Graham Greene and Evelyn Waugh, two of the greatest English novelists of the twentieth century, were born within a year of each other-Waugh in 1903 and Greene in 1904. Both were Catholic converts and shared many interests, but there were also marked differences in their sensibilities. A centenary exhibition at the Ransom Center, titled Writing Among the Ruins: Graham Greene and Evelyn Waugh, compares and contrasts their lives and literary achievements. The exhibition will include a partial re-creation of Evelyn Waugh's library and will run from October 5, 2004 through March 20, 2005.

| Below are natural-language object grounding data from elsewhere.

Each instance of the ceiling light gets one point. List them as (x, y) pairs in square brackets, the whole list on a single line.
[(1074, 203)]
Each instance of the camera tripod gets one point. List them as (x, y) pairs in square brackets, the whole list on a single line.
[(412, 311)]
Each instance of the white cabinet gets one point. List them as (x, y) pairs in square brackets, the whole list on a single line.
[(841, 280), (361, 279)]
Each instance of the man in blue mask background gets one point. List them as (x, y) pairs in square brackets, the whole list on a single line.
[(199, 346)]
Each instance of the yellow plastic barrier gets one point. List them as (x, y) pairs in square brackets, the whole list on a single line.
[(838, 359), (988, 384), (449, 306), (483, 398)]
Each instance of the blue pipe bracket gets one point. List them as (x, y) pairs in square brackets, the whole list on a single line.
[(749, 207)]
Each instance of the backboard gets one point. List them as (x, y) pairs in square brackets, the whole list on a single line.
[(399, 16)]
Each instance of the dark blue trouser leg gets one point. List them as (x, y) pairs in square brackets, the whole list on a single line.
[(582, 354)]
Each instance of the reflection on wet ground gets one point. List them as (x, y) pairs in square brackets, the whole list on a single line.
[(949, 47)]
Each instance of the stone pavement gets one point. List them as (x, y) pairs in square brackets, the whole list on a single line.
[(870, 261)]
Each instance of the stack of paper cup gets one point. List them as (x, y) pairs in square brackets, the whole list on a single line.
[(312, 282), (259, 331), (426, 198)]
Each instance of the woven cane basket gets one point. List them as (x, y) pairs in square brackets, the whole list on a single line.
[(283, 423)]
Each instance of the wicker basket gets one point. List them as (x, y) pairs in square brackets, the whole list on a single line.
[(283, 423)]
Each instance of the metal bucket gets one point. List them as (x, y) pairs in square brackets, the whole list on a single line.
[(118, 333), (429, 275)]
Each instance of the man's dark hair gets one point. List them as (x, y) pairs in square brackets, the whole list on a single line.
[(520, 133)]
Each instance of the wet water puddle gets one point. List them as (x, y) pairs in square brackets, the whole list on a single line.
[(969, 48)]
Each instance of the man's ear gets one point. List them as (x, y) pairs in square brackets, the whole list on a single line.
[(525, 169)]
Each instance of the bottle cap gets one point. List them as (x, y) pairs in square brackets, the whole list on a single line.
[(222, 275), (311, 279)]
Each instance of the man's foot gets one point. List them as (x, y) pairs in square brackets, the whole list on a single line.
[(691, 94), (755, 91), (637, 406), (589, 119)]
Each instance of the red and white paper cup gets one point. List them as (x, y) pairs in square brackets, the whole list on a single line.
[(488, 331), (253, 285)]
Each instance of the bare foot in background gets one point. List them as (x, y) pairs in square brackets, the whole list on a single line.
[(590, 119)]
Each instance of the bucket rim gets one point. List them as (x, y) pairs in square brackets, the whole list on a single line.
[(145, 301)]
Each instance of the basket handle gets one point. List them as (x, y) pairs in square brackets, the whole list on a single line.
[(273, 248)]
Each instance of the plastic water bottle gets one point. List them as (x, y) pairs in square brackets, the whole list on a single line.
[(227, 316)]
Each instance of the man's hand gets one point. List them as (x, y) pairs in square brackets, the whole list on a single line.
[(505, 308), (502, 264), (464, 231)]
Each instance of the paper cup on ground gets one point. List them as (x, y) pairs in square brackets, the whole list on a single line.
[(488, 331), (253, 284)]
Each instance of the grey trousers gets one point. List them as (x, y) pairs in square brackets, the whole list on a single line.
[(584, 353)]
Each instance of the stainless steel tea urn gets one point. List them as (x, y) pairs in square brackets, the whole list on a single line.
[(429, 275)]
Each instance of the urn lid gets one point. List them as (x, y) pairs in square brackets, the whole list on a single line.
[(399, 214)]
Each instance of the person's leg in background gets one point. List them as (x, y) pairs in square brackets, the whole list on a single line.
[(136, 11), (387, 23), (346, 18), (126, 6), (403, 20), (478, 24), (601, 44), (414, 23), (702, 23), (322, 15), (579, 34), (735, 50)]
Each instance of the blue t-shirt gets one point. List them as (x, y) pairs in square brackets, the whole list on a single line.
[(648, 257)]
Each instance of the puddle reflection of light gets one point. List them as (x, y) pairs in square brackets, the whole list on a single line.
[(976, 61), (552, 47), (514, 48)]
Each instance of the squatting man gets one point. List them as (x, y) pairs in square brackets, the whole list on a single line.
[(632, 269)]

The exhibition, Miguel Covarrubias: A Certain Clairvoyance, highlights the career of this Mexican artist who is recognized internationally as a key participant in the cultural exchange between Mexico and the United States after World War I. Covarrubias's caricatures, paintings, and book illustrations drawn from the Center's Nicolas Muray Collection of Mexican Art will be featured in the exhibition, which will be accompanied by a published catalogue. The Covarrubias exhibition runs from October 19, 2004 through April 24, 2005.

Beginning in November, visitors will be able to take individual audio tours of these two exhibitions as part of a pilot project to introduce more interactive components into the Center's exhibition program. The audio tours will be available on a limited basis Tuesday through Friday afternoons.

Docent-led tours are also always available for individuals and groups of less than 100 with advance notice. School groups of all ages are welcome at any time. Our docent corps is capable of giving tours in several languages as well. Frequently, docents are available in the gallery to answer questions or provide mini-tours, but reservations are required for tours. For information on tours of the exhibitions, please call (512)232-3670, and try to provide at least two weeks' notice.

The home appearance of the Ransom Center's traveling exhibition, Walker Evans and James Agee: Let Us Now Praise Famous Men, runs for six weeks, from November 2 through December 12, 2004 only. Of special interest is the fact that the exhibition features the original prints that Evans made of rural Alabama in 1936 for two editions of one of the most important studies of American cultural history, the book Let Us Now Praise Famous Men.

Two concurrent winter photography exhibitions that will run from January 11 through March 27, 2005, examine photography's role in helping create celebrities. Shooting Stars: The Golden Age of Hollywood Portraiture, 1925-1950, focuses on the collaborative nature of the Hollywood studio system, which used "glamour photography" to create larger-than-life popular images of actors and actresses. Such photographers as Clarence Sinclair Bull, George Hurrell, Eugene Robert Richee, and Ruth Harriet Louise excelled in this field, rewriting the discipline of portraiture in the process.

The exhibition, Fashioning Celebrity: Photographs of George Platt Lynes, features a selection of photographs donated by Dora Harrison, Lynes's assistant from 1936-1944. Harrison served as a studio manager and photographer's assistant during these critical years when Lynes helped establish a new dynamic in fashion and portraiture for the New York City elite and for such influential American magazines as Harper's Bazaar, Vogue, and Town & Country.